The #[mcp] macro enables you to expose any HelixQL query as an MCP (Model Context Protocol) endpoint, making it directly accessible to AI agents and LLM applications.
#[mcp]
QUERY QueryName(param1: Type, param2: Type) =>
    result <- traversal_expression
    RETURN result
You MUST only return a single object/value from the query otherwise you will get a compile error. (See E401)
Make sure to set mcp = true under the instance you are using in the helix.toml file.

How it works

When you add the #[mcp] attribute to a query:
  1. HelixDB automatically registers the query as an MCP tool
  2. The query parameters become the tool’s input schema
  3. The query’s return type becomes the tool’s output schema
  4. AI agents can call this tool directly through the MCP server
The MCP macro automatically converts your HelixQL query into a callable MCP tool that can be used by LLM providers like OpenAI, Anthropic, and Gemini.

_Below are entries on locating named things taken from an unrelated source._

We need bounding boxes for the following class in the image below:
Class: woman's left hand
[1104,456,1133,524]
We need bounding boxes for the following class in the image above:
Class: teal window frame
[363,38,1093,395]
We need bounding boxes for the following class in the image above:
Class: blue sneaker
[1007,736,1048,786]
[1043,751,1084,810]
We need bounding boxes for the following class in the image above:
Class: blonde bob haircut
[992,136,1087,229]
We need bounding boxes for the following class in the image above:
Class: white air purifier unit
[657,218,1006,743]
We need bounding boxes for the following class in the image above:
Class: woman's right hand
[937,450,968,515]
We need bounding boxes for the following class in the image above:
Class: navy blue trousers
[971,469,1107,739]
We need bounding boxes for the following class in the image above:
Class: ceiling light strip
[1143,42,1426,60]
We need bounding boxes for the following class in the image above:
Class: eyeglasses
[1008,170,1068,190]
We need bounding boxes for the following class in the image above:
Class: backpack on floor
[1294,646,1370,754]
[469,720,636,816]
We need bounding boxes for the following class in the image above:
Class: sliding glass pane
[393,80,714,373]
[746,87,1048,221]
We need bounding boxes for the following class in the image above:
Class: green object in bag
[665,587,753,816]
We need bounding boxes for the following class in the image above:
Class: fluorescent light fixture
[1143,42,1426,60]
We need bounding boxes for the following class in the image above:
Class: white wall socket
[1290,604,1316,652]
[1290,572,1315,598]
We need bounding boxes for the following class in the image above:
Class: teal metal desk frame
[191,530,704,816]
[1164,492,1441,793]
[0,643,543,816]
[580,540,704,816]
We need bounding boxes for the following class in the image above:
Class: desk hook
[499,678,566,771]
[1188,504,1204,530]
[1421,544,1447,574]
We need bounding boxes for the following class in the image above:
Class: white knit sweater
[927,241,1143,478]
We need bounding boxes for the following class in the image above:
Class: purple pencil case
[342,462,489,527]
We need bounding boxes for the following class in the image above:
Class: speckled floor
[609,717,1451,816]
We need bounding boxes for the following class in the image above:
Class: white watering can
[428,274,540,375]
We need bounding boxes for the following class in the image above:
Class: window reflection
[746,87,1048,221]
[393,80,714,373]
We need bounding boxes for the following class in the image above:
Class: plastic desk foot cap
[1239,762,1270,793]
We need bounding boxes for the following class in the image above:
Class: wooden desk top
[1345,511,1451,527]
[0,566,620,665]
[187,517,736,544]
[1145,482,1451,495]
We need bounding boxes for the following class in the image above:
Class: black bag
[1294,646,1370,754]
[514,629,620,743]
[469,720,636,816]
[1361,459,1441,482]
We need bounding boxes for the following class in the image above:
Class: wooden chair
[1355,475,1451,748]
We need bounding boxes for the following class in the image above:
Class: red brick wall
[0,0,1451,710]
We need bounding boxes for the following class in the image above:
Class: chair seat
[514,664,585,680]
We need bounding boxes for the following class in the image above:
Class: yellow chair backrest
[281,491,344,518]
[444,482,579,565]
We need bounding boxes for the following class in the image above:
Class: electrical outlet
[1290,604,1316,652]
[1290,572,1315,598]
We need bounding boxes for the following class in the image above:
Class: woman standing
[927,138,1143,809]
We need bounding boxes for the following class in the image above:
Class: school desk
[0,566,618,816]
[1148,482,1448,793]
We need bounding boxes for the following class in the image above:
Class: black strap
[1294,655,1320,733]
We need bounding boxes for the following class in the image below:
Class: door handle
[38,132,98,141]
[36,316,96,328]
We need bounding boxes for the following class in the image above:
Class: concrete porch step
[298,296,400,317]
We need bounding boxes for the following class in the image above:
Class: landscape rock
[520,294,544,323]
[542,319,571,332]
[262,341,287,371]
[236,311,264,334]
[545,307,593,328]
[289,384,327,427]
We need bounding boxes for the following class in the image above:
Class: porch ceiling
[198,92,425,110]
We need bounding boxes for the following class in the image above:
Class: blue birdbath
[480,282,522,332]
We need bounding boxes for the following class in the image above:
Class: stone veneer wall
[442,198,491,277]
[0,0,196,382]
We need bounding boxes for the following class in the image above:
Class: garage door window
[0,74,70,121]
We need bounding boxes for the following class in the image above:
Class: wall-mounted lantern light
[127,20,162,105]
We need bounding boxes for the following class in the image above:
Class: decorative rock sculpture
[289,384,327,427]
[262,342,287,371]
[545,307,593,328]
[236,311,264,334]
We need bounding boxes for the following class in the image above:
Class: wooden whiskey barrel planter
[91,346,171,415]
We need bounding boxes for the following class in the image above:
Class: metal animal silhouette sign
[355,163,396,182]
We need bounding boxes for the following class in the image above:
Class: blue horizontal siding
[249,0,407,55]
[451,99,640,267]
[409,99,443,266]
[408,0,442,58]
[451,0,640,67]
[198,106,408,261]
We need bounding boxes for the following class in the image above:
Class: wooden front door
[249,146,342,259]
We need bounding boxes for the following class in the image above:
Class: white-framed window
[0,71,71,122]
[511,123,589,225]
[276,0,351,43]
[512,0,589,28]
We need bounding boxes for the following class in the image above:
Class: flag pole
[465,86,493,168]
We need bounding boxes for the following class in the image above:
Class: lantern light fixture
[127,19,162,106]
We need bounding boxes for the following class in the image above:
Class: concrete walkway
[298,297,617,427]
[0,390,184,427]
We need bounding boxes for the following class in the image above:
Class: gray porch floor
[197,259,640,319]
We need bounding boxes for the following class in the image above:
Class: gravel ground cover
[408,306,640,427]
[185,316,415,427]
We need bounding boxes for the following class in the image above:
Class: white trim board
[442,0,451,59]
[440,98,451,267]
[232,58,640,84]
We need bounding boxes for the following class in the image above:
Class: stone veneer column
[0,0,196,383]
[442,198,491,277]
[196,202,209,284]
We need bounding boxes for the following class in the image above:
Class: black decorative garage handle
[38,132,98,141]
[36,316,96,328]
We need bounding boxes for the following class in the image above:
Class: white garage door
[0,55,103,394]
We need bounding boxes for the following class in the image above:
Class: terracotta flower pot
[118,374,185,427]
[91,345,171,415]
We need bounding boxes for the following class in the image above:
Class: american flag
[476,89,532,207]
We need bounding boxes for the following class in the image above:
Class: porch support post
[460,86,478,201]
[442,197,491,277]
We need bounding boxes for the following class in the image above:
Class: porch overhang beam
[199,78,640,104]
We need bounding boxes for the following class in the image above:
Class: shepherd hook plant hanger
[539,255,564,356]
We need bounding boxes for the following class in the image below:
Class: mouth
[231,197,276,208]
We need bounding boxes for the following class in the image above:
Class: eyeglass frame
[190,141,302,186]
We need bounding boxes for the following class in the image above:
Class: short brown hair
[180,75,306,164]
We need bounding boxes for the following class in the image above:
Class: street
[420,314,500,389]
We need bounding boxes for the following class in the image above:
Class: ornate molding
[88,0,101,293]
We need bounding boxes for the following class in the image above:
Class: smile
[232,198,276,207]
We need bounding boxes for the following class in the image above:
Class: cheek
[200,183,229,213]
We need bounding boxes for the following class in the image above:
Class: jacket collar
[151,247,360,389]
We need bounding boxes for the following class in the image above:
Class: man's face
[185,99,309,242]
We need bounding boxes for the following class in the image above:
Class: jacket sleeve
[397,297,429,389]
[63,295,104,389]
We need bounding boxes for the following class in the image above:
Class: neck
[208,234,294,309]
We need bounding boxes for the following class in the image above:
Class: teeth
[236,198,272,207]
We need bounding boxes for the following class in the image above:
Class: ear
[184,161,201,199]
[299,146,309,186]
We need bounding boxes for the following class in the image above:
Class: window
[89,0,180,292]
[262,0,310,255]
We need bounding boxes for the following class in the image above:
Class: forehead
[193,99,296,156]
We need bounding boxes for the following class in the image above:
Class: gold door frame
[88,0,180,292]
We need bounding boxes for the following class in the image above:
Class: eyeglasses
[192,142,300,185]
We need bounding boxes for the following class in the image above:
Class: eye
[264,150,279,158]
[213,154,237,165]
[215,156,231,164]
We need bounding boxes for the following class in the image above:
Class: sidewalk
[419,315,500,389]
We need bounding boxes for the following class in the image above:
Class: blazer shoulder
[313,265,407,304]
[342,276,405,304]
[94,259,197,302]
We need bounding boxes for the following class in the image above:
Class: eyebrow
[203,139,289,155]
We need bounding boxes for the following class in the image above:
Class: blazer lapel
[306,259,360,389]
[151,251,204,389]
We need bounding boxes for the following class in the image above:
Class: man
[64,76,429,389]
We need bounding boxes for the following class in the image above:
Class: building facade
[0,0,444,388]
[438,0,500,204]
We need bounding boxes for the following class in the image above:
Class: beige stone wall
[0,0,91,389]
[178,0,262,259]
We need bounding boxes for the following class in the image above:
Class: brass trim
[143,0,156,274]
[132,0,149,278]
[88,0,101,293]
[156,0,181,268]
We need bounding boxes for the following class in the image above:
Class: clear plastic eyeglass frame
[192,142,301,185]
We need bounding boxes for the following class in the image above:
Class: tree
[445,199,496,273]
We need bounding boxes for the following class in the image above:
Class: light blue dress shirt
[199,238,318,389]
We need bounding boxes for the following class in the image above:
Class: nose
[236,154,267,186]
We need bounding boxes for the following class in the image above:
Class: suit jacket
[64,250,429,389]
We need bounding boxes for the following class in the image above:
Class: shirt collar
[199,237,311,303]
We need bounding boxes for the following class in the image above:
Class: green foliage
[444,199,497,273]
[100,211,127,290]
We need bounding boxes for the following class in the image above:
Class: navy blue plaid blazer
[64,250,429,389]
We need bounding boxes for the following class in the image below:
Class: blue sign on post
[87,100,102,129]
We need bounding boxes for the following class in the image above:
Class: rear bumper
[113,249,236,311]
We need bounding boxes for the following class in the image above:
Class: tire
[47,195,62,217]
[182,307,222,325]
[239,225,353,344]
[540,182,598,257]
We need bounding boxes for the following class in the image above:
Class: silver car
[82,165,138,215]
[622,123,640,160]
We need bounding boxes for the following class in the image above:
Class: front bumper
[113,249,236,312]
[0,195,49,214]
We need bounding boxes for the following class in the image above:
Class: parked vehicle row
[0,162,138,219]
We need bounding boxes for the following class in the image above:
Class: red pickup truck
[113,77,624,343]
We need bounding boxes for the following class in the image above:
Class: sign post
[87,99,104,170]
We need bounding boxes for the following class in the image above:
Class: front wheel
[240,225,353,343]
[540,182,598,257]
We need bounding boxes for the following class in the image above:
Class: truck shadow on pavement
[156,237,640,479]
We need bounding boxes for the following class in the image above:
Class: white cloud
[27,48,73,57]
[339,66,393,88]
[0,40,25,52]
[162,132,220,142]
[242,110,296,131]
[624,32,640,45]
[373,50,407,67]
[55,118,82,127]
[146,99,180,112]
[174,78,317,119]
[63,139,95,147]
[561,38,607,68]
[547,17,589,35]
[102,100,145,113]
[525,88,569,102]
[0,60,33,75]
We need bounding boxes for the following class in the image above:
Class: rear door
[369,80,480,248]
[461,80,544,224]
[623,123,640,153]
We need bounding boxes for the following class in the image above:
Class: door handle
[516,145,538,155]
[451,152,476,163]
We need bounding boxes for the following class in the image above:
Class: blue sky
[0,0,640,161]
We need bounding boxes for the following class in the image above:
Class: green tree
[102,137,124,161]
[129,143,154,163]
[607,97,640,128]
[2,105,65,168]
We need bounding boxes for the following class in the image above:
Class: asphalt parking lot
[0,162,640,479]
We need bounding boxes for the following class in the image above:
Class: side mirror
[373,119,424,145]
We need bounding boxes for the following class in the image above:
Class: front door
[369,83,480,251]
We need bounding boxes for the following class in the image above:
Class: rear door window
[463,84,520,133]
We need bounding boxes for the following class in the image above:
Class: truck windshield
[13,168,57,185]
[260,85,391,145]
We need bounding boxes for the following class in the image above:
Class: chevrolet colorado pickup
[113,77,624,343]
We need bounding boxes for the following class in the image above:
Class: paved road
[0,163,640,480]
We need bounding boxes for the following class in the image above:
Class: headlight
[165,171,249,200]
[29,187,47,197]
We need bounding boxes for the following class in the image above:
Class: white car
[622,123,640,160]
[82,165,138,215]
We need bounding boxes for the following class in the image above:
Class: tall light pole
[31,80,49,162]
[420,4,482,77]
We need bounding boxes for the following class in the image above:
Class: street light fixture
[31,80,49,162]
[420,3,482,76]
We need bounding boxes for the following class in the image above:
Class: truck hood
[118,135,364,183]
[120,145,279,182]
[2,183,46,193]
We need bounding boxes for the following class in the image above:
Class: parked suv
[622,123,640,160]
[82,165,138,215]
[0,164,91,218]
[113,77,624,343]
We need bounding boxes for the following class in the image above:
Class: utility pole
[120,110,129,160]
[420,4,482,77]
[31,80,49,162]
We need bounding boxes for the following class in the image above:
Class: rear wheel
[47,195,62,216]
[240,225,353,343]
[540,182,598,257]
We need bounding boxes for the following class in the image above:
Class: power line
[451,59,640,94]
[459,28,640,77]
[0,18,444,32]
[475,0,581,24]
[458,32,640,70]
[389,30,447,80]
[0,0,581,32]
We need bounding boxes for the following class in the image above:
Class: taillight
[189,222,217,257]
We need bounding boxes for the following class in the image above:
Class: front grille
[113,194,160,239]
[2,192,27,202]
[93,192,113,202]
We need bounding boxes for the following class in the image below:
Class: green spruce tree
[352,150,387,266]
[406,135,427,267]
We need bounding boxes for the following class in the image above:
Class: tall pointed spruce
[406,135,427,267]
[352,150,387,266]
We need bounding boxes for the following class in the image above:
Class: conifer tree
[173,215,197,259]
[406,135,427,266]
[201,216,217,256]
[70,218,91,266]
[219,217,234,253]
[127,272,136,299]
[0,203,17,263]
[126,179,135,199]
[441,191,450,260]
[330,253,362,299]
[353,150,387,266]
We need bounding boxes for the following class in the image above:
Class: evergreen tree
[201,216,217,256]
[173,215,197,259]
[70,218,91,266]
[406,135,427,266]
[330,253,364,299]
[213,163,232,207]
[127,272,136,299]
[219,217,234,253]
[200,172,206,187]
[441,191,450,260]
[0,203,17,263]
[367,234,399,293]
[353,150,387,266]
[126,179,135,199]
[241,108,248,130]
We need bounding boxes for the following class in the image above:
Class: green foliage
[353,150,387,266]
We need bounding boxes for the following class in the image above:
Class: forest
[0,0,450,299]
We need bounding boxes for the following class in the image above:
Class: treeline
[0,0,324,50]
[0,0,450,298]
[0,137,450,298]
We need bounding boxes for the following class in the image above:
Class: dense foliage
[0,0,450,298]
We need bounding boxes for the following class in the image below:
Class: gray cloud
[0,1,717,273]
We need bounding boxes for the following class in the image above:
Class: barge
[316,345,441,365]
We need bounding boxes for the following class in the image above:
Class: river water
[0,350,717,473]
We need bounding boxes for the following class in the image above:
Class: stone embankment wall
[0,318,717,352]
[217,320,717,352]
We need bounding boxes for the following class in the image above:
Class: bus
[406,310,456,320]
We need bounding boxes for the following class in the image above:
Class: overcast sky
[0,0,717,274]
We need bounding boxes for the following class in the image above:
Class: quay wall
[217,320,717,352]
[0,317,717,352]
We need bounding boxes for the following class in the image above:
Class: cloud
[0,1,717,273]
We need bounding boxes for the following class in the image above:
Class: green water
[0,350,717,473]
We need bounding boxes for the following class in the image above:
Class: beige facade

Using MCP Queries with LLM Providers

Once you’ve defined your MCP queries, you can use them with any LLM provider that supports MCP:
#[mcp]
QUERY get_user(user_id: ID) =>
    user <- N<User>(user_id)
    RETURN user
from helix.client import Client
from helix.mcp import MCPServer
from helix.providers.openai_client import OpenAIProvider
from fastmcp.tools.tool import FunctionTool

# Initialize MCP server
client = Client(local=True)
mcp = MCPServer("helix-mcp", client)

# Add your custom tool to the MCP server
def get_user(connection_id: str, user_id: str):
    """
    Get the name of a user

    Args:
        id: The ID of the user

    Returns:
        The name of the user
    """
    return client.query("get_user", {"connection_id": connection_id, "user_id": user_id})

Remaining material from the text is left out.